— Ну че, дурехи такие? Бросили матку на съедение, а сами сбежали? Вот и живите без матки.
По другую сторону заплота, что разделял дворы, из низенькой стайки появилась молодая Глашихина соседка Анюта с белым ведерком в руке — корову подоила.
— С кем ты там, бабушка, ругаешься? И на Солонцы, гляжу, бегала. Кого потеряла?
— Да барануху, будь она неладна. Барануха пропала… Ходила, искала — нигде нету. Однако собаки придрали. Наповадились, черти зубастые… Ты, Анюта, не видела, чьи собаки бегали сегодня на Солонцы?
— Где же за ними углядишь? Это надо целый день сидеть, караулить.
— И то верно, — согласилась Глашиха. — Вот мою и подкараулили. Нашли, язвы, самую богатую бабку в деревне… Может, Никите пойти сказать? Пущай бы утром следствие навел да прищучил кого надо.
Никита Беин, родной Анютин брат, — заведующий колхозным участком, главный человек в деревне.
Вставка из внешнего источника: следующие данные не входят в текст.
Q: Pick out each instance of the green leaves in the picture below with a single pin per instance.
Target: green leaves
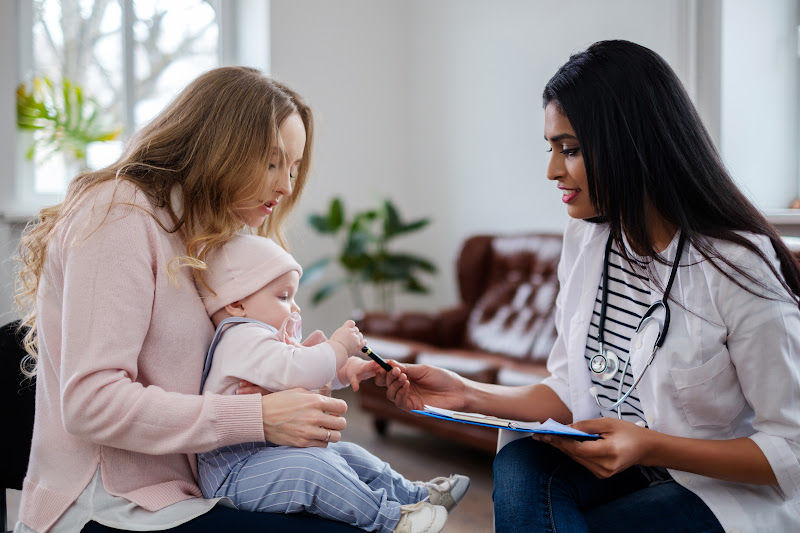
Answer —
(64, 119)
(364, 257)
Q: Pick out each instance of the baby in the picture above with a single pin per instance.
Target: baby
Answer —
(254, 282)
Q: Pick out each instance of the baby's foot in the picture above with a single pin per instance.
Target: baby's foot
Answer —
(421, 517)
(447, 491)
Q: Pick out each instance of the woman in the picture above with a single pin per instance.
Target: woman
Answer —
(701, 427)
(118, 332)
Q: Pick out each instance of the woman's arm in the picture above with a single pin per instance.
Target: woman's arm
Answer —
(109, 260)
(413, 386)
(625, 444)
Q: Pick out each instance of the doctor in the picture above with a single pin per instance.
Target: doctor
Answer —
(709, 437)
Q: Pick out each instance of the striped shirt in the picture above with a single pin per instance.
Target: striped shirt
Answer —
(628, 299)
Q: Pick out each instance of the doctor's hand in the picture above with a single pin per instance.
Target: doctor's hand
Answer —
(623, 444)
(413, 386)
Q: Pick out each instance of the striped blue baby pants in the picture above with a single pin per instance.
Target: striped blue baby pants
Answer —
(342, 482)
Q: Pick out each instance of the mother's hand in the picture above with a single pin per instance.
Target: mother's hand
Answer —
(296, 417)
(413, 386)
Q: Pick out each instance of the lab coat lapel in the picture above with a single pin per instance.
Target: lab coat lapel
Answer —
(584, 291)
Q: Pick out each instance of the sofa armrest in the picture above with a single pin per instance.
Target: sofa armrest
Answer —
(445, 328)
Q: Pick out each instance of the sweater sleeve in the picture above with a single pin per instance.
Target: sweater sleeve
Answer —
(109, 258)
(253, 353)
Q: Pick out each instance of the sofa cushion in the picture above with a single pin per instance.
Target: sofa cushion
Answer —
(514, 316)
(468, 366)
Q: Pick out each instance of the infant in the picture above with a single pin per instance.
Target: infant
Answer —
(252, 283)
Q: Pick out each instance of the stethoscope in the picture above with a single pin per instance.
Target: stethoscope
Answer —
(605, 363)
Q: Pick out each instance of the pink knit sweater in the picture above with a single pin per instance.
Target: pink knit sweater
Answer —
(121, 352)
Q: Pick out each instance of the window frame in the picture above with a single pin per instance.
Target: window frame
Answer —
(243, 25)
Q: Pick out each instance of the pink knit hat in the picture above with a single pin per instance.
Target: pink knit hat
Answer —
(242, 266)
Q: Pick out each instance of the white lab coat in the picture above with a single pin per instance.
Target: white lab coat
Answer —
(729, 368)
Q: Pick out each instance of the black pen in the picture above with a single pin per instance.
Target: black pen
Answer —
(377, 358)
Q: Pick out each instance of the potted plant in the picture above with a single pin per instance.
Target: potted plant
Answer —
(62, 119)
(364, 256)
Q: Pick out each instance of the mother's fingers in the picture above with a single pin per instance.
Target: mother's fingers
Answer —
(334, 423)
(333, 406)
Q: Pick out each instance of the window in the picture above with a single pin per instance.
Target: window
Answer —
(130, 56)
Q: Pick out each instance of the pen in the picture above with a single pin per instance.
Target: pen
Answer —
(377, 358)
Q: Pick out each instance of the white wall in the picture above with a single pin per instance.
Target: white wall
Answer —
(759, 79)
(438, 106)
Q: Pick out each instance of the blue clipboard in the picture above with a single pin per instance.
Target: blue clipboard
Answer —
(569, 432)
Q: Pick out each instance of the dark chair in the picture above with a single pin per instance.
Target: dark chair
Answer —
(18, 406)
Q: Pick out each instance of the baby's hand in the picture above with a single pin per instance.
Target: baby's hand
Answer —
(349, 337)
(356, 370)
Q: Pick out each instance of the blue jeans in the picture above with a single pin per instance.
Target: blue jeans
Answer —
(538, 488)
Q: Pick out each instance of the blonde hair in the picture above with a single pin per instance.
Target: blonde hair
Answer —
(211, 140)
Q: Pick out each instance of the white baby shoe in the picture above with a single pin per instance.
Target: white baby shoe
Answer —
(421, 517)
(447, 491)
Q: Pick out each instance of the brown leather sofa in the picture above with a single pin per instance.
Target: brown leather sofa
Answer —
(501, 332)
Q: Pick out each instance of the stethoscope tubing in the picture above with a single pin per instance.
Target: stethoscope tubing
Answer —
(648, 315)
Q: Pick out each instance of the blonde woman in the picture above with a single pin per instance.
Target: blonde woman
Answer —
(118, 332)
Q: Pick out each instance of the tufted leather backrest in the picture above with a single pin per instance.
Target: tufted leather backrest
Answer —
(510, 282)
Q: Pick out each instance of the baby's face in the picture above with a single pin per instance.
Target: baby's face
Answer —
(275, 301)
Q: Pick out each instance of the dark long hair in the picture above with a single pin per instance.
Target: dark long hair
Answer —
(644, 146)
Как же не сказать ему про беду? За ним тут вся власть. И свой он, доморощенный. Еще голопузым да сопливым пацаном помнит его Глашиха. С ее сыном, Мишкой, дружками были — неразлейвода, учились в одном классе, за одной партой сидели, каждое лето вместе рыбу удили, не раз она им харьюзков жарила — из одной латки ели. Никита деревенскую жизнь понимает и старуху в обиду не даст, виноватых быстро призовет к ответу.
— Погоди, бабушка, расстраиваться. Давай подождем до завтрева. Может, еще и найдется твоя барануха. Бывало же — и на другой, и на третий день бабы находили. Вместе утром поищем… А теперь пошли чаевать, — пригласила Анюта. — У меня самовар на столе. Огольцы парного молочка ждут. И тебе свежего налью. Пошли, а то самовар заскучал.
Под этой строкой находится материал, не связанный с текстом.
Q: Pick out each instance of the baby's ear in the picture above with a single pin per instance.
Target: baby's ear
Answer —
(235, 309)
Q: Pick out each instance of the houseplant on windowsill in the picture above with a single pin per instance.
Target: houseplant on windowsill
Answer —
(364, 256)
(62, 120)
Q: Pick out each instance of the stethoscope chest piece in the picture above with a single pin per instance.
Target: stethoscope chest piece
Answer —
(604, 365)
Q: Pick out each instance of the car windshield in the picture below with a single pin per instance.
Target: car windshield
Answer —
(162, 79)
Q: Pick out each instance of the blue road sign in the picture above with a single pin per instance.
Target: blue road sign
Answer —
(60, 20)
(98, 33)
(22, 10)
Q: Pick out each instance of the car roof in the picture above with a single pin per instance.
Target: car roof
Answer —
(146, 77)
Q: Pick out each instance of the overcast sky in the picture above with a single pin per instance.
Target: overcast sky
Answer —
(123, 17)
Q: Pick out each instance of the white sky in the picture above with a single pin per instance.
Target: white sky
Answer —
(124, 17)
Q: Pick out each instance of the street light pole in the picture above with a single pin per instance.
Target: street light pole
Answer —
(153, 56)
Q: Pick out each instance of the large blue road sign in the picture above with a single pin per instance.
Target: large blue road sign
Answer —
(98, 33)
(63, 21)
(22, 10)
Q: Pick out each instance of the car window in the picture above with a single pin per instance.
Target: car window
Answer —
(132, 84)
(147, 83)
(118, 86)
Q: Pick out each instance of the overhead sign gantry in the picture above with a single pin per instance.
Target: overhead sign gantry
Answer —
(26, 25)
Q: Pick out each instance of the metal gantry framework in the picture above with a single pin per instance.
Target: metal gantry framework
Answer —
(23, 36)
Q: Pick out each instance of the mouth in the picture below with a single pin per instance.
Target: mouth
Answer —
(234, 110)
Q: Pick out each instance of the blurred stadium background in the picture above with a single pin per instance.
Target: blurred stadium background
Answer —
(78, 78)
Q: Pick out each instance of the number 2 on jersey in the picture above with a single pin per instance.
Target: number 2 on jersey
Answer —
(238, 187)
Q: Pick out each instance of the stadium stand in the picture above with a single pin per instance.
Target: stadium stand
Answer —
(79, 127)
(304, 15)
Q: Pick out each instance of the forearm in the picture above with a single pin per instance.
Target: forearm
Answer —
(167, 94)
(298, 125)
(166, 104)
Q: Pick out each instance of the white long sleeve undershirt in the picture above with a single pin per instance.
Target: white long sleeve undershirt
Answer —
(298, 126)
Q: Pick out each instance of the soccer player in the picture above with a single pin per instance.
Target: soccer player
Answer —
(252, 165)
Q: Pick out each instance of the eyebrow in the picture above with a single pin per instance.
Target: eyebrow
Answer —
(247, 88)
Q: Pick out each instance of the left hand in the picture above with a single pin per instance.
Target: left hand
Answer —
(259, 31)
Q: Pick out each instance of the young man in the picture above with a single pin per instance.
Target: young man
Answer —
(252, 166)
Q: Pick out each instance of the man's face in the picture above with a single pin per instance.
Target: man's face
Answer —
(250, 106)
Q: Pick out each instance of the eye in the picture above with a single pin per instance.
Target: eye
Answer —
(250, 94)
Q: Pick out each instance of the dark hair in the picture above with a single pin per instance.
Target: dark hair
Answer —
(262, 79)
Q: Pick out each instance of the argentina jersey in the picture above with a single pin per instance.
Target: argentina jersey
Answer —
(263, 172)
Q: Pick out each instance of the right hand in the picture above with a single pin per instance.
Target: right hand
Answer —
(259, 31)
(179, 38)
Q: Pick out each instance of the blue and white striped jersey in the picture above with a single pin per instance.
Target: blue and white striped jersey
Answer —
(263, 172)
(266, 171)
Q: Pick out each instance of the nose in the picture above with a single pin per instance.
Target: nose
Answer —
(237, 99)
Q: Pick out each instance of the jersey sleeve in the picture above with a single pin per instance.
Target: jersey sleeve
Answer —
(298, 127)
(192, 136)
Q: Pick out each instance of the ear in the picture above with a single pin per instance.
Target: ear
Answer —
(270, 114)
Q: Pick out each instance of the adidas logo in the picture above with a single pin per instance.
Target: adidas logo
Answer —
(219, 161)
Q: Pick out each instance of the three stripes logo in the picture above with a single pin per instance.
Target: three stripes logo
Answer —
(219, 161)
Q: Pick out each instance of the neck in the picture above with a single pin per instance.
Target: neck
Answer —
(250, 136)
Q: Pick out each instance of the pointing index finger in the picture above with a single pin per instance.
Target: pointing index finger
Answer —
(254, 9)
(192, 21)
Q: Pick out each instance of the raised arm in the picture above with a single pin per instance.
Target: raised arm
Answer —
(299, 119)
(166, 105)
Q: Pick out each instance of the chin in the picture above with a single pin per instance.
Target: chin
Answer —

— Свой пойду ставить, — отказалась Глашиха.
Напоследок она проверила, на месте ли хоть куры сегодня, притворила на защепку дверцу сарая. Еще потопталась во дворе, прислушиваясь, не заблеет ли где за околицей овца. Повздыхала на крылечке. И вошла в избу. Включила свет, посидела чуток, привыкая к нему. И потом по привычке, словно и не замечая того, что делают руки, из печи, протопленной утром, вынула чугунок с горячей водой, наполнила самовар, нагребла для него углей и, покуда он дымил в сенях, достала с загнетки миску оладьев, сыпнула из туеска песку вперемешку с розовыми конфетами-подушечками и приготовилась чаевать. Одна. Уже много лет — одна в этой избе. Нет, не потому, что жизнь прожила отчужденно, одиноко. Вовсе не потому.
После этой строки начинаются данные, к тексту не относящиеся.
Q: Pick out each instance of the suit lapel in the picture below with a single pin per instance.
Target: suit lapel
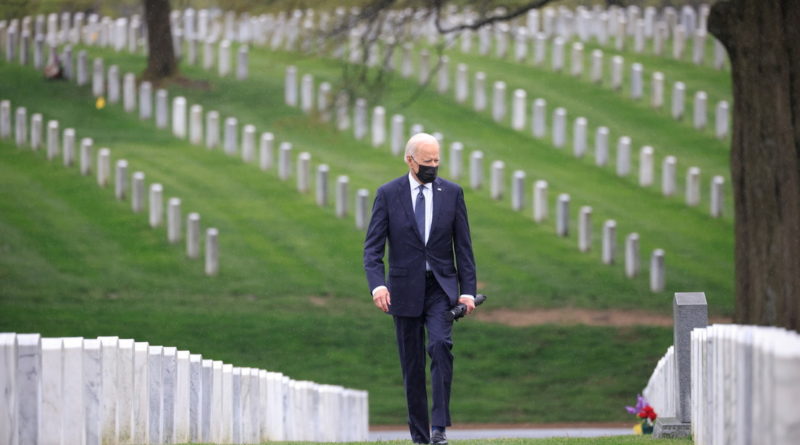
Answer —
(404, 196)
(437, 191)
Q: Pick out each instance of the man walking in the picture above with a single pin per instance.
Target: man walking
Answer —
(431, 269)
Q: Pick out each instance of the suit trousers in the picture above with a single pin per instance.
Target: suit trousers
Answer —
(410, 333)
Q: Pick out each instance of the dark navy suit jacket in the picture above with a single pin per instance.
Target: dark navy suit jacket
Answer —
(448, 251)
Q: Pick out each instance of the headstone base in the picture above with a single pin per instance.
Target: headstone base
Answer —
(671, 428)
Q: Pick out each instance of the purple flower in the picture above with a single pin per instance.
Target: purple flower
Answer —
(640, 403)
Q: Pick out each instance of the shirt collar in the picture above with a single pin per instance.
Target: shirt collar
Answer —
(414, 184)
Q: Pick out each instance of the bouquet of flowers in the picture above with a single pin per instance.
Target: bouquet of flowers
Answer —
(645, 412)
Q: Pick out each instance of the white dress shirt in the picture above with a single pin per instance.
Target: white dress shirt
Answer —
(427, 192)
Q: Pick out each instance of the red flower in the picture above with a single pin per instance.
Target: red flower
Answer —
(647, 413)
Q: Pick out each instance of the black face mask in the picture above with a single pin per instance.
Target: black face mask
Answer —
(426, 173)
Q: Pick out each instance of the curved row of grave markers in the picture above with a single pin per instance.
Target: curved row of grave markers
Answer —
(64, 143)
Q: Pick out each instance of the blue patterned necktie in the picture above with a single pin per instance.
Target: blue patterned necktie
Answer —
(419, 213)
Были у Глашихи когда-то и любовь, и семья, и радость. Были в ее не красной углами, но всегда обогретой и щедрой на добро избе шум и веселый гам, смех, праздники, песни. В этой избе она родила двоих детей и, слава богу, обоих вырастила. Однако дети, — что же? Известное дело: чуть приоперились, на ноги мало-мало встали — и уже они как бы и не твои, уже пошли, потопали отдельными от тебя — счастливыми, нет ли, но своими путями-распутьями. Да это вроде и привычно, к этому себя загодя готовишь. Она знала, что наступит день — и дети уйдут от нее. Но еще раньше другая беда, куда горше и тяжелей, подстерегла ее. Задолго до того, как дочка и сын стали большими, Глашиха успела овдоветь. В реке утонул ее верный дружок и опора, скупой на ласку, но заботливый, преданный отец, и безотказный, во всем безответный артельский работник — Евстигней.